Review by Gerry Robinson

Executive headteacher, Haringey Learning Partnership

12 Mar 2022, 5:00

Blog

Gerry Robinson’s blogs of the week, 7 March 2022

Why oracy should be a vital component of any careers programme

@voice21oracy

In the age of social media, it’s easy to overlook the fact that oracy is a skill that can and should be explicitly taught to our students. Not so at Voice 21, whose latest blog is timed to coincide with National Careers Week and highlights that “oracy is a hugely valued skill in the workplace”.

In alternative provision, many of our young people come to us feeling disaffected with education and hopeless about their prospects. Very often, it is through verbal communication that we start to rebuild their confidence and aspirations, so this blog really resonated with me.

The post advocates the use of their oracy framework, which benchmarks effective oracy according to four strands: cognition, physical, linguistic, and social and emotional. Steering well clear of the hackneyed phrase ‘transferable skills’, Voice 21 makes a strong case for the practice and development of oracy as a powerful foundation for communication, increasing students’ chances of nabbing their ideal job and scaling the career ladder.

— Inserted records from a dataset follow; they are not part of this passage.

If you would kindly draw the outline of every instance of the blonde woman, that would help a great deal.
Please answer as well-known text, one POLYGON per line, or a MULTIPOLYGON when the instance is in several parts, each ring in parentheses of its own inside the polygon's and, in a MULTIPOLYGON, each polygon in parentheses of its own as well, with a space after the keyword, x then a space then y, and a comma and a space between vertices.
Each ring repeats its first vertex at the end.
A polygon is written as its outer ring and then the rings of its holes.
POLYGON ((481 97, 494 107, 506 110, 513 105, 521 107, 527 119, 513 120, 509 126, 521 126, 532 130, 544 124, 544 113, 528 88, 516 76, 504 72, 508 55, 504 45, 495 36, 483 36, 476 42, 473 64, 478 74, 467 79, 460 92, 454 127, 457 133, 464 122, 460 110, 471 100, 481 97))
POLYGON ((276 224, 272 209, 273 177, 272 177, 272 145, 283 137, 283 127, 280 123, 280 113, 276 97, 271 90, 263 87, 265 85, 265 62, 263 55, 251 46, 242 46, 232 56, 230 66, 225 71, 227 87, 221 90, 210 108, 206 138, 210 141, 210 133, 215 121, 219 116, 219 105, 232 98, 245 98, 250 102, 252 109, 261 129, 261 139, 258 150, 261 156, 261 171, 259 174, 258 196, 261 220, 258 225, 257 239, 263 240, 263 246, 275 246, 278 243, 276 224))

How reading can affect behaviour

@EdHuwcation via @CPI_Ed

Marking 25 years of World Book Day, Huw Lloyd’s post for the Crisis Prevention Institute, written just prior to the event, explores how instilling a love of reading can be a powerful means of addressing student behaviour.

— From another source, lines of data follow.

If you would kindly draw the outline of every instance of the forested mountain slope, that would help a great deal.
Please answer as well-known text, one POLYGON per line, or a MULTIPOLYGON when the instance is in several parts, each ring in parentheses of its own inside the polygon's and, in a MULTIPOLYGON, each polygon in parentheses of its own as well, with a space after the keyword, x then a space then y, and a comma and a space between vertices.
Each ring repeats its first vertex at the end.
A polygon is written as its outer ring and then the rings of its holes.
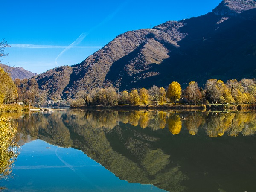
MULTIPOLYGON (((254 0, 224 0, 200 17, 121 34, 71 66, 68 83, 53 90, 65 97, 106 85, 122 90, 175 81, 184 87, 192 80, 255 77, 255 8, 254 0)), ((54 87, 62 79, 46 81, 54 87)))

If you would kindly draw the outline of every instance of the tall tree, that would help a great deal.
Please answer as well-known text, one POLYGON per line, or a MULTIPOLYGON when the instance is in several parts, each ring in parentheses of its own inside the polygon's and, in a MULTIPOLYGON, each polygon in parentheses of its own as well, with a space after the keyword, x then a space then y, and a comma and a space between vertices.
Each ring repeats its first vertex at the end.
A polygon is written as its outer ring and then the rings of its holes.
POLYGON ((129 93, 129 100, 131 105, 138 105, 140 102, 140 96, 137 90, 132 90, 129 93))
POLYGON ((37 82, 34 78, 32 78, 30 80, 29 85, 29 99, 31 101, 32 106, 33 106, 34 102, 38 95, 39 89, 37 82))
POLYGON ((207 95, 210 98, 212 103, 215 103, 218 98, 217 79, 211 79, 207 80, 204 89, 207 95))
POLYGON ((24 105, 26 101, 28 99, 27 93, 28 91, 29 84, 27 79, 24 79, 20 81, 21 88, 20 92, 22 98, 23 106, 24 105))
POLYGON ((140 101, 146 105, 148 103, 150 96, 146 89, 142 88, 139 90, 140 101))
POLYGON ((158 105, 159 102, 160 92, 160 88, 155 85, 153 85, 148 89, 148 93, 150 96, 151 100, 156 105, 158 105))
POLYGON ((168 86, 167 97, 171 101, 173 102, 175 105, 181 96, 181 87, 177 82, 173 81, 168 86))
POLYGON ((232 98, 234 98, 237 89, 239 85, 239 83, 236 79, 230 79, 227 81, 226 85, 227 91, 230 93, 232 98))

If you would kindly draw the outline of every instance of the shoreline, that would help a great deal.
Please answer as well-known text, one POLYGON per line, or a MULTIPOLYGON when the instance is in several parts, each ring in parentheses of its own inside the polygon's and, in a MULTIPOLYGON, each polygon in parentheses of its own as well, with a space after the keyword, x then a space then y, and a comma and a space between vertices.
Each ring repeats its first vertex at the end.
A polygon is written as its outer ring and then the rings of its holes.
POLYGON ((163 105, 122 105, 111 106, 81 105, 76 106, 70 105, 70 109, 170 109, 170 110, 199 110, 202 111, 218 111, 227 110, 242 111, 242 110, 255 110, 256 105, 254 104, 242 104, 232 105, 230 106, 227 104, 209 104, 205 105, 200 104, 195 105, 188 104, 177 104, 175 105, 172 104, 166 104, 163 105))
POLYGON ((70 105, 70 109, 197 109, 200 110, 205 110, 207 108, 204 105, 116 105, 111 106, 104 105, 92 105, 86 106, 81 105, 75 106, 70 105))

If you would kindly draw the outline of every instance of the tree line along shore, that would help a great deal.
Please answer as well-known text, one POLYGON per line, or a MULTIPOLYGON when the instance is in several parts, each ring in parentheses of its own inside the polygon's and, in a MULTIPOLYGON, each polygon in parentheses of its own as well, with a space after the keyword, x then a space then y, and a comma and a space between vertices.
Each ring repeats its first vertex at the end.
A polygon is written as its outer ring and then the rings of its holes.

His rationale is based on anecdotal evidence but makes perfect sense: students who, through reading, are given the vocabulary and support to communicate are more likely to engage in lessons. When things go wrong, they have the tools to express their concerns appropriately.

Here, Lloyd shares his experience as a trainer visiting schools up and down the country and seeing how WBD can be done. His suggestions of book swaps and ‘show and tell’ involving governors, staff, parents/carers and students are mostly straightforward for any school to try out, and all centre a love of reading.

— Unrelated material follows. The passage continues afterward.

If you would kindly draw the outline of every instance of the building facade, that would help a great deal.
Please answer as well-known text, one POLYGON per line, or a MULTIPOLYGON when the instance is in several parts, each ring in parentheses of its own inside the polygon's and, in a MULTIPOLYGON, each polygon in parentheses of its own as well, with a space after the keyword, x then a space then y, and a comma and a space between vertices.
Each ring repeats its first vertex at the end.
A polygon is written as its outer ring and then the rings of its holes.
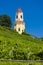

He also shares some reservations about WBD. Like him, I am not staunchly opposed to dressing up, but the focus sometimes feels like it has shifted too far towards gimmicks and away from what really matters: encouraging young people to pick up a book.

Educating for a peaceful world

@BGS_Head

As a school leader, it is sometimes hard to know the right words to say to anxious students and staff when the news is a never-ending loop of horror and suffering. Sometimes it feels like there’s too much to address, but it is crucial that we do.

As a historian as well as a headteacher, Gemma Gibson has written a useful blog for times like this, which perfectly balances logos and pathos, giving space to our valid distress without succumbing to panic and hysteria. Her context as the head of an independent 7-18 girls’ school that delivers the international baccalaureate means her solutions aren’t relevant to every school, but the goals for which she advocates are universal.

For those unsure how to support their community through unfolding global events, or those seeking reassurance that they are on the right track, this post is an ideal starting point.

Understanding equality in light of gender bias in society

@AlisonKriel

Above & Beyond Education founder Alison Kriel explores how gender bias is embedded in our lives from birth and the impact this has on our road to an equitable society.

Kriel emphasises the importance of addressing gender bias in early years settings as research shows that by the age of three children have already developed ideas about how boys and girls should act, dress and exist. She goes on to explain how these deeply embedded stereotypes can follow young people throughout school and into the working world.

Describing the issue of gender bias as “a lifetime of subliminal messages”, Kriel highlights that a lot of gender-biased thinking is so subtle as to go unnoticed and argues that schools need to examine whether their practices are reinforcing or challenging this.

In light of International Women’s Day and National Careers Week, this is a must-read this week.